Le parlement suisse, jusqu’à aujourd’hui, s’est borné à reconnaître l’existence du trust et, pendant ces dernières années, à prévoir des règles éparpillées dans différentes lois, notamment dans la législation financière, en vigueur depuis cette année.

«Le trust permet aussi de poursuivre des finalités non profit»

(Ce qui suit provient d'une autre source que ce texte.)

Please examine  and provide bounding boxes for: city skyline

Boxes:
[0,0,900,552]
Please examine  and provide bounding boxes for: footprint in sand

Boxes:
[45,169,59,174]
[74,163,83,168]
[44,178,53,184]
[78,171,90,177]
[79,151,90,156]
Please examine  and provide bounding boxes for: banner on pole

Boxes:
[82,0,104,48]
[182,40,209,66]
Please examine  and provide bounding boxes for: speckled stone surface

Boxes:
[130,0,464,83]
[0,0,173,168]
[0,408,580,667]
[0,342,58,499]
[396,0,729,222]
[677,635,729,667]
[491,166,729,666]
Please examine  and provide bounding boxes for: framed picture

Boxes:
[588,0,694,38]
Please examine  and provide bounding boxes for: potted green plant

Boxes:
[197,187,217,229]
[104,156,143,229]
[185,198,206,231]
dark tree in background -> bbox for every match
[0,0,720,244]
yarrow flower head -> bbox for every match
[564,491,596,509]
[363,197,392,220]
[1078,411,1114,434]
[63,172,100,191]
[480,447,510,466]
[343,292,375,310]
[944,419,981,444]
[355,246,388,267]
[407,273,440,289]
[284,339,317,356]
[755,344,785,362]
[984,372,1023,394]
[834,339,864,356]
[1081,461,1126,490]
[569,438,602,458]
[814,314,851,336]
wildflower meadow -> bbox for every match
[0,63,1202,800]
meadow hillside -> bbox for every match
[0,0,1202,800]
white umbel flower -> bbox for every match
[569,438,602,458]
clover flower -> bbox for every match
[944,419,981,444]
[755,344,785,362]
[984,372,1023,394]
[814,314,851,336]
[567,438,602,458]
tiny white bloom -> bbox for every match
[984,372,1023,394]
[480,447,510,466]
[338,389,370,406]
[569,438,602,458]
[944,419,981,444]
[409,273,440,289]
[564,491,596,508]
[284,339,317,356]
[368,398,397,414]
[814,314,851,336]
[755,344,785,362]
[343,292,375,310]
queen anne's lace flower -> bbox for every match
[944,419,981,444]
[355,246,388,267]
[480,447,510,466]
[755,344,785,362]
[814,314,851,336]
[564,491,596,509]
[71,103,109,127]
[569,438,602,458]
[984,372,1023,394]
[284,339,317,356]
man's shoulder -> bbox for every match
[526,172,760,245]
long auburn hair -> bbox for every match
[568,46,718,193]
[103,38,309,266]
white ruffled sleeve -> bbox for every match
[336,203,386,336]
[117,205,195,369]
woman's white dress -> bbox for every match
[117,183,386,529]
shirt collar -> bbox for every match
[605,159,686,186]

Et le trust de droit suisse? Berne a chargé une société de Zurich de découvrir qu’en Suisse le trust était diffusé. Dans leur rapport (113 pages) de décembre, 75% des personnes interviewées sont favorables à l’introduction d’un trust suisse; trois sur quatre experts ainsi que les associations professionnelles consultées confirment que le marché intéressé est important. On prévoit une croissance globale entre 12 et 598 millions, estimant une croissance annuelle de redevances fiscales et de sécurité sociale entre 4 et 190 millions. Malheureusement, beaucoup de places financières ont mis à disposition des trusts comme instruments d’évasion fiscale. Aujourd’hui, grâce à la vague de transparence fiscale à l’échelle mondiale, ce danger vient de disparaître. Mais on continue de croire que le trust ne peut servir que pour régler la succession à l’intérieur d’une famille. En réalité, le trust permet aussi de poursuivre des finalités non profit, sur le plan de la recherche scientifique, de la culture, de la philanthropie, de l’humanitaire, de la promotion des sports, etc. Encore plus importante est la diffusion des purpose trust, c’est-à-dire des trusts sans bénéficiaires mais tout simplement destinés à la réalisation d’un but économique bien déterminé, par exemple commercialiser un brevet, pour exercer le contrôle sur des sociétés, etc. Il s’agit d’un instrument bien plus souple et moins compliqué que la fondation. Dans de très nombreuses situations de l’économie privée, le trust peut être utilisé même plus facilement qu’une société commerciale ou qu’une association: il n’y a pas d’assemblées et les concurrents ne peuvent pas s’en emparer. Le trustee, en étroite collaboration avec un gardien (protector) ou avec un enforcer, peuvent bien assurer l’administration et la gestion d’un trust à la tête même d’un groupe industriel ou commercial. Une fois déblayé le terrain des préjudices les plus courants à Berne, finalement le parlement mettra à disposition de l’économie suisse un instrument dont disposent déjà beaucoup d’autres pays.